Long hours at work can be made worse by an uncomfortable and unsupportive chair. Finding the right chair to match your body type and hours spent sitting can make days seem a little less torturous and even increase productivity. Spending a little time understanding what to look for in an office chair can be time well spent that leads to money well spent.
One of the first things to look for is a chair that allows you to sit squarely against the back while keeping about a 110-degree angle at the waist and your feet squarely and firmly on the floor. Most chairs offer adjustable height, so this usually isn’t a problem. Keeping your feet squarely on the floor keeps your weight more evenly distributed and can keep fluid from collecting in your lower legs. Keeping an angle greater than 90 degrees at your hips/waist lessens constriction in that area and improves blood flow. Making sure your back stays firmly against the chair’s back helps relieve lower back pressure and can also help with neck and shoulder fatigue. This means that taller folks will likely need a seat that’s extra deep, while those on the shorter side might need to find a shallower seat. Office Worthy List reviews and compares several of the most comfortable chairs out there that can help make those long days at your desk seem a little less long.
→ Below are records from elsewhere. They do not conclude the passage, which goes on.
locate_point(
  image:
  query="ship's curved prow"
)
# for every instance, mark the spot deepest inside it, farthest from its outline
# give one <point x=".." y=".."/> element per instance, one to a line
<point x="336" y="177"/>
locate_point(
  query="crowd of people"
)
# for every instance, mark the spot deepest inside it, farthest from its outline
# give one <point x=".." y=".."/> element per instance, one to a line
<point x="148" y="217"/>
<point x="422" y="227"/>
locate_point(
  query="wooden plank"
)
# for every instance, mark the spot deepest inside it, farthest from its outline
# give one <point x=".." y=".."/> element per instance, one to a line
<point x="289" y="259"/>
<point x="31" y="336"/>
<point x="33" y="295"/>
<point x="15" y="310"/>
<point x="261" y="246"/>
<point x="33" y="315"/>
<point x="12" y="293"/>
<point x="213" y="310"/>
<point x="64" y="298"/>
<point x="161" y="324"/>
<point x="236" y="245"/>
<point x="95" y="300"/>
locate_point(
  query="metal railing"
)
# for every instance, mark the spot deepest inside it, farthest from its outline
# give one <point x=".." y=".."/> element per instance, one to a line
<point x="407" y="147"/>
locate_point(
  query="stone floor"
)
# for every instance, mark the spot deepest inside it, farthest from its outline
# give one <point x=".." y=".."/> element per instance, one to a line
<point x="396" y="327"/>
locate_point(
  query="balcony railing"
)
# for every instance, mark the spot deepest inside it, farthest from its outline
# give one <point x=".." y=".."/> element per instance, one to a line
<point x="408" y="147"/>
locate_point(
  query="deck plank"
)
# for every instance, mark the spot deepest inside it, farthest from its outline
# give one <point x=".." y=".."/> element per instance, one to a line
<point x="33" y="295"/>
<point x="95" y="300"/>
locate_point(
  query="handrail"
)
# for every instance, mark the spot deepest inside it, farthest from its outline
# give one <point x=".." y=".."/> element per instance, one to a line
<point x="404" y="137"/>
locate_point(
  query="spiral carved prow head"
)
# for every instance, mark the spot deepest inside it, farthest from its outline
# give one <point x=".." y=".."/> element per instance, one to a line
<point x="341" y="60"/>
Your height could also come into play in terms of lumbar support. Many chairs offer a built-in lumbar cushion that helps support your lower back. If you’re too tall for a chair, though, this cushion might be too small to fit the natural curve of your back, making it ineffective at best, more uncomfortable at worst. Likewise, if you’re too short for a given chair’s lumbar support, the cushion might exceed the length of your lumbar area, rendering that support useless. If you can’t find a chair with built-in lumbar support that matches your height, consider a chair that doesn’t offer this feature and buy a separate lumbar pillow on your own. Many such pillows are designed to be used with office chairs and come with a strap that wraps around the chair to hold the cushion in place.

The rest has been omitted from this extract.